But aside from knowledge comes preferences. I have learned from those two water experts that the "best" water profile is the one that makes the beer you like best.

Aside from a few certain beers, I prefer a lower sulfate level. It appears that AJdeLange does also. I brew many American IPAs and APAs, while AJ is more of a continental lager guy. Mabrungard loves American IPAs with a higher sulfate level, and pale ales also. I have a couple of recipes where a higher sulfate is really great- but for most, even my American IPAs, I prefer a more modest amount.

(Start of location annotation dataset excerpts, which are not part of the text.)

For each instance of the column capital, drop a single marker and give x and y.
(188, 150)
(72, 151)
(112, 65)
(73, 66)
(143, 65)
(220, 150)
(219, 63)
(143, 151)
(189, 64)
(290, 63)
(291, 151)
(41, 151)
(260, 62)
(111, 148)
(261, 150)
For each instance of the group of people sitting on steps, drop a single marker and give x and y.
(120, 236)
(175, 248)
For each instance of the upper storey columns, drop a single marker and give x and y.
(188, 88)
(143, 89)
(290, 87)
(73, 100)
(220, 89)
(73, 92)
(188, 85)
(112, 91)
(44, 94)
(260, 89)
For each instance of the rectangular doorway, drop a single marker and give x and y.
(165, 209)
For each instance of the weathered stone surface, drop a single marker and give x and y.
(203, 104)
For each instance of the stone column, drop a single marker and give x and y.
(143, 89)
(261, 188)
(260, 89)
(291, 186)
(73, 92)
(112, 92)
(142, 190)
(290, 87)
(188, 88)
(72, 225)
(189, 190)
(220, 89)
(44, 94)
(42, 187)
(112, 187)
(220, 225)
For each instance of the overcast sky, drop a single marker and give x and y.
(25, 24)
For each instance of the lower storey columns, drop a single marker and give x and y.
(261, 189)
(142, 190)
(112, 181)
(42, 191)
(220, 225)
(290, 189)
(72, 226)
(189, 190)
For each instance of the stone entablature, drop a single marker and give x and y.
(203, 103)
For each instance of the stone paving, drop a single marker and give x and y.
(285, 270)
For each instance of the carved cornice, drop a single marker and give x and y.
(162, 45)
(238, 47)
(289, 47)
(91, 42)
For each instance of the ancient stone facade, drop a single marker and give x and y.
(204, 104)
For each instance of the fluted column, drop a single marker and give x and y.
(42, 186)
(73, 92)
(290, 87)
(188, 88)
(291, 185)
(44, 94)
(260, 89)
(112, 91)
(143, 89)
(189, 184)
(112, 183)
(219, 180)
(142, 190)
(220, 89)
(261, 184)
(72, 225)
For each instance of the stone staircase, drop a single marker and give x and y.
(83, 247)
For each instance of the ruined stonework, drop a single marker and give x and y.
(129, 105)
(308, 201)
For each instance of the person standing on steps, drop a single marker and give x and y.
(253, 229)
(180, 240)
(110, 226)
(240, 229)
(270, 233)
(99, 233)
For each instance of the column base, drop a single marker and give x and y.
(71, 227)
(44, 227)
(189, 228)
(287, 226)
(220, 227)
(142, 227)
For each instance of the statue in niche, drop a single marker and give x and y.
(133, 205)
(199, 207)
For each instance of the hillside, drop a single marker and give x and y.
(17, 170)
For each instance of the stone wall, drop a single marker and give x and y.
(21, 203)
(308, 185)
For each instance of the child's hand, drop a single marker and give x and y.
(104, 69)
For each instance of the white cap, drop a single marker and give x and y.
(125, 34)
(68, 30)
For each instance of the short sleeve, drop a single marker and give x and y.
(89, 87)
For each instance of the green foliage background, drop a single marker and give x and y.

I think that all of us are correct.

Here's the thing- if the sulfate is too low for your taste, the worst that can happen is the beer is a bit bland. It's still a good beer, but the hops bitterness doesn't "pop". I am paraphrasing mabrungard here, and I love the way he explained it. I believe he even used the word "insipid". I hope I did justice to his description.

But if the sulfate is too much for your taste, the beer becomes objectionable. At least to me. So my way of thinking, after learning so much from those water guys, is that "less is more". It's like salt. Undersalted food may not be as awesome as it could be- but it is 10 times better than oversalted food. A little bland, at least for me, is better than too salted in both food and in my beer. You may find yourself totally disagreeing with me of course- and I think that's a good thing as we all have different opinions on what makes something "good".

I do tend to brew according to BJCP style guidelines, with no "weird" or unusual ingredients, if that tells you anything about how boring (or tradition, depending on how you look at it) I am.